Sobota 2 marca 2013
Historia jest prawdziwa, dotyczy mojego znajomego i jego nieudanego narzeczeństwa. Wszystko przez znaną zasadę, stosowaną kiedyś przez panny, „Przez żołądek do serca”. Młodszym wyjaśniam, że w tej zasadzie chodziło – mniej więcej – o to, że panna pitrasząc smakołyki wpływała korzystnie na uczucia kawalera.

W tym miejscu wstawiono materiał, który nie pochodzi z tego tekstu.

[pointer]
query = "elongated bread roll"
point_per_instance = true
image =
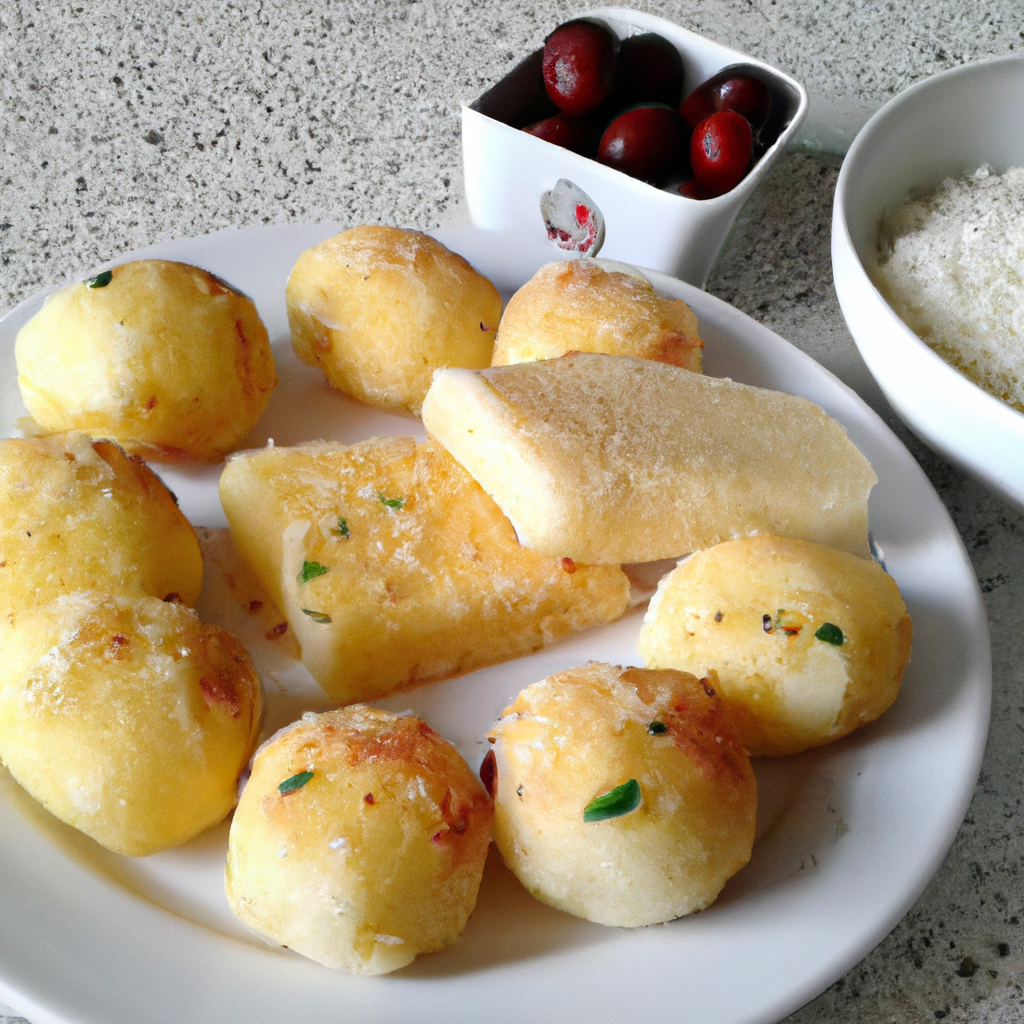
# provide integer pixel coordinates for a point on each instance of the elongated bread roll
(607, 459)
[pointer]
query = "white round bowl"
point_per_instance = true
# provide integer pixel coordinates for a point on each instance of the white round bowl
(947, 125)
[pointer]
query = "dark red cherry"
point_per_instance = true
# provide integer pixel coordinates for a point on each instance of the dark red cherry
(647, 142)
(720, 154)
(648, 70)
(744, 94)
(579, 65)
(578, 134)
(699, 104)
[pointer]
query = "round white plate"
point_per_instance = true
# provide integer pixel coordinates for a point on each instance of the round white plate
(848, 836)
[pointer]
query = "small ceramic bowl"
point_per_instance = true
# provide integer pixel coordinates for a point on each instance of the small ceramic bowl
(507, 171)
(948, 125)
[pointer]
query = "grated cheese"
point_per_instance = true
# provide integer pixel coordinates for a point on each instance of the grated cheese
(950, 264)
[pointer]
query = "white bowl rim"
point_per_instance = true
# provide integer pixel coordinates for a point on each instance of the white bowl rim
(995, 408)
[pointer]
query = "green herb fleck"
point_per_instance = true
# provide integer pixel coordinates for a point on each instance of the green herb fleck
(310, 570)
(613, 804)
(295, 782)
(316, 616)
(101, 280)
(829, 634)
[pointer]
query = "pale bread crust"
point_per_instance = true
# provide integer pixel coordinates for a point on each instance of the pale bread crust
(79, 514)
(379, 308)
(377, 858)
(785, 689)
(128, 719)
(579, 734)
(165, 359)
(579, 306)
(432, 588)
(607, 459)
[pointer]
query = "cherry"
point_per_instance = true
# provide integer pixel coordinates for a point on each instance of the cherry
(648, 70)
(720, 154)
(646, 141)
(579, 65)
(744, 94)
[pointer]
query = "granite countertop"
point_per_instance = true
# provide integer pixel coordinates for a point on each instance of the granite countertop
(123, 126)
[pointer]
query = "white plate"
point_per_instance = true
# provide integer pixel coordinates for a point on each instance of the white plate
(848, 835)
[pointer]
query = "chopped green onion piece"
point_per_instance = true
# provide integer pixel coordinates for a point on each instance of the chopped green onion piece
(295, 782)
(613, 804)
(310, 570)
(316, 616)
(829, 634)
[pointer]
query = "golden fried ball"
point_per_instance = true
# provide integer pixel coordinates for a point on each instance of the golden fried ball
(808, 642)
(623, 796)
(126, 718)
(163, 357)
(358, 841)
(579, 306)
(378, 309)
(79, 514)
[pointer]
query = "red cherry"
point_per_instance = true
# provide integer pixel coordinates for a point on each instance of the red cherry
(579, 65)
(648, 70)
(646, 142)
(699, 104)
(744, 94)
(720, 152)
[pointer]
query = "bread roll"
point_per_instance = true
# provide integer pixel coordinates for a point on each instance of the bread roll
(378, 309)
(623, 796)
(79, 514)
(126, 718)
(610, 459)
(579, 306)
(163, 357)
(393, 567)
(808, 643)
(359, 841)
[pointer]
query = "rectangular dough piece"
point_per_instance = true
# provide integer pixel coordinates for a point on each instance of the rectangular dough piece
(609, 459)
(393, 567)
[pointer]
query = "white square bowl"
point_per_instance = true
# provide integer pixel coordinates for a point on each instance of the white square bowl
(507, 170)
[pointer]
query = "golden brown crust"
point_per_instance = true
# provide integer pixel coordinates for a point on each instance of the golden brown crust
(751, 610)
(377, 853)
(582, 733)
(578, 306)
(429, 586)
(379, 308)
(128, 719)
(164, 358)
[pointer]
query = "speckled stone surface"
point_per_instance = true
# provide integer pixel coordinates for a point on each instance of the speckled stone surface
(123, 126)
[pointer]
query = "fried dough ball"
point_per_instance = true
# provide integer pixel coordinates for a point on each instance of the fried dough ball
(623, 796)
(358, 841)
(579, 306)
(79, 514)
(808, 642)
(163, 357)
(126, 718)
(378, 309)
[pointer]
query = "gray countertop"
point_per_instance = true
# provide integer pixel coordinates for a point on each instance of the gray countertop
(123, 126)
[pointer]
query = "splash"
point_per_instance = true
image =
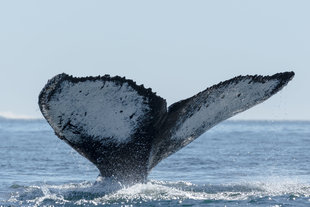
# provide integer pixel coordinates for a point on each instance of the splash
(158, 193)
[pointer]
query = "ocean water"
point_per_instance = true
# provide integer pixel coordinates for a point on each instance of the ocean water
(237, 163)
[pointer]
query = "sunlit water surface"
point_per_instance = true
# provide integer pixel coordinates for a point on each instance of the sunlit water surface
(237, 163)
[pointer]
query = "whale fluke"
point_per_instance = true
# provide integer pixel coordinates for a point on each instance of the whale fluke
(126, 129)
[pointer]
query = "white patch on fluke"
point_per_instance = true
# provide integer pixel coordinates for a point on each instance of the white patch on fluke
(102, 109)
(216, 105)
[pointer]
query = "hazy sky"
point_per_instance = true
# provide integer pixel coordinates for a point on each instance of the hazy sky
(178, 48)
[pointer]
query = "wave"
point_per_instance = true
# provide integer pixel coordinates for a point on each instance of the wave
(158, 193)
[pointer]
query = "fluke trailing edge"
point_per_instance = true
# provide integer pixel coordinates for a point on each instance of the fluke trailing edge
(126, 129)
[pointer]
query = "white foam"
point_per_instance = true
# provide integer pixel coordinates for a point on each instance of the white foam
(11, 115)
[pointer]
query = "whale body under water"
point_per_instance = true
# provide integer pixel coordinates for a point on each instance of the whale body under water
(126, 130)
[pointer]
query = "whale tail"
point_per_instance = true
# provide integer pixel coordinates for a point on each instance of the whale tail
(126, 129)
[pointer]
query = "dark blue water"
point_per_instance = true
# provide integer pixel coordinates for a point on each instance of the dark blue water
(237, 163)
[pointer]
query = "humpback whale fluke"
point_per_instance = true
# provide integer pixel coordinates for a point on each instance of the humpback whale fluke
(126, 129)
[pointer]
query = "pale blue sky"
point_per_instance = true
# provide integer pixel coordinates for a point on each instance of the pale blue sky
(178, 48)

Piotr, kawaler w czasie gdy rzecz się działa, miał i ma nadciśnienie, ale jego wybranka o tym nie wiedziała. Mało wiedział i Piotr, bo to było dawno i rzadko kto miał pod ręką sfigmomanometr (ciśnieniomierz). Przy jednej ze schadzek (dziś: randka) panna zaserwowała potężną dawkę kalorii. Był rosół gorący, była golonka, było parę kieliszków wódki, na koniec ciasto i mocna kawa. Efekt stał się taki, że ciśnienie Piotrowi skoczyło ogromnie wysoko, wezwano karetkę a pan lekarz oświadczył, że gdyby przyjechał pół godziny później, mógłby jedynie poświadczyć zgon.
Piotr się z tego narzeczeństwa rozmyślił, pojął za żonę inną pannę. Ale, że przez żołądek można trafić do serca, sami widzicie – można.
A dla wszystkich panien, pań, kucharek i gospodyń, daję zagadkę bez nagród – co powinno się podawać kawalerom z nadciśnieniem?